Tratamento para o Alzheimer
O Alzheimer não tem cura. No entanto, segundo o neurologista, tratamento e uso de medicação adequada permitem que a patologia evolua mais lentamente.
“Alguns remédios melhoram alguns sintomas de atenção, de memória e algumas questões de comportamento. Tem alguns trabalhos que mostram até um aumento de sobrevida, ou seja, uma diminuição da mortalidade”, destaca.
O Governo Federal possui uma política de fornecimento gratuito desses medicamentos, distribuídos pelo Governo do Estado, desde que os pacientes preencham alguns critérios simples e tenham prescrição médica.
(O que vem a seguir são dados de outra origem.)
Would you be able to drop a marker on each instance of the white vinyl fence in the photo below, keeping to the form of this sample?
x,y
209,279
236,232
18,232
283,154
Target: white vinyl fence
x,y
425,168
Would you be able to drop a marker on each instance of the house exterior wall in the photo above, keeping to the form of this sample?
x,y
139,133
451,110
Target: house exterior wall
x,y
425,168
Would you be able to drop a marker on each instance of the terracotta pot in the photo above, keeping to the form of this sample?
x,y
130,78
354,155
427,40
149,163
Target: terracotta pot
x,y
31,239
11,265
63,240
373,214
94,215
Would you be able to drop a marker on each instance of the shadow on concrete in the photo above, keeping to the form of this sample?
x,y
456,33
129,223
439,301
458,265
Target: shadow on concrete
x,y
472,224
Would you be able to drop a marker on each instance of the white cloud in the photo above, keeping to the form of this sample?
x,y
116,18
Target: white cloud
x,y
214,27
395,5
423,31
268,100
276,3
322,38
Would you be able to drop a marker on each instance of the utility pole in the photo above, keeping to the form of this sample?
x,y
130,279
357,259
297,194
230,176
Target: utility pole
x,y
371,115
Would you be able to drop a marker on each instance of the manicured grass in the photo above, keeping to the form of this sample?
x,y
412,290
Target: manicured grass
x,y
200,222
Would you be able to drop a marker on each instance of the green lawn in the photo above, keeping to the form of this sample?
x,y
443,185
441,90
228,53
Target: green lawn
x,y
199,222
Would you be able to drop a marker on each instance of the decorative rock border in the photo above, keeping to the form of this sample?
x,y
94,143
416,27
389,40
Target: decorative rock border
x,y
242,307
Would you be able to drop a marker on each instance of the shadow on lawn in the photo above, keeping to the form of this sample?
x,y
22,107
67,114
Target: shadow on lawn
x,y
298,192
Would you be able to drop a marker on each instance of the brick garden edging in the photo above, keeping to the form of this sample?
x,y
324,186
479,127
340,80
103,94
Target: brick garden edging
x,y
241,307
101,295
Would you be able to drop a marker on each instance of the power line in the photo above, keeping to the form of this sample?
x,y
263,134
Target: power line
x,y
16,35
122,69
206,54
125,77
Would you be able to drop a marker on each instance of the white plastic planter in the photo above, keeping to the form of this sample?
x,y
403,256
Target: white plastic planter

Contudo, apenas 4,5 mil pacientes recebem no Ceará.
Enfrentamento à doença
Pela dificuldade do cenário, dado o maior envelhecimento da população brasileira e cearense, o especialista defende a adoção de algumas estratégias:
- Capacitação da rede de atenção primária: agentes de saúde, enfermeiros e médicos da família precisam estar atentos aos sinais para dar o encaminhamento correto a cada caso;
- Disponibilização dos exames de triagem necessários pela rede de saúde;
- Facilitação na dispensação de medicamentos para o tratamento;
- Fortalecimento da rede de reabilitação próxima às residências dos pacientes (como policlínicas e instituições-dia).
Elcyana Carvalho, terapeuta ocupacional e fundadora da Abraz-CE, lembra ainda a necessidade de ampliar os atendimentos para públicos mais vulneráveis, como moradores de áreas rurais e de municípios mais distantes, e maior suporte aos familiares cuidadores, que muitas vezes lidam com os casos de maneira solitária.
O promotor de Justiça Alexandre de Oliveira Alcântara, atuante na área de Defesa do Idoso, também defendeu reservas de orçamento para que as políticas públicas efetivamente saiam do papel. Ele lembrou o dado alarmante de que cerca de 100 mil novos casos de Alzheimer são diagnosticados por ano, no Brasil.
“O Alzheimer, no caso da sociedade brasileira, é uma doença extremamente catastrófica, dada a nossa desigualdade social. Se é caro e difícil o cuidado com a pessoa com Alzheimer para uma família de classe média, para a maioria da nossa população, que é pobre, excluída e vive em uma situação de extrema desigualdade, eu diria que é um desastre”, avalia o promotor.
Ele defende ainda uma repactuação federativa entre União, Estados e Municípios para se chegar a pessoas que “vivem em uma condição extremamente difícil quando tem um familiar com demência”. “É preciso saber qual é o orçamento, com quais recursos vamos legitimar essa política”, finaliza.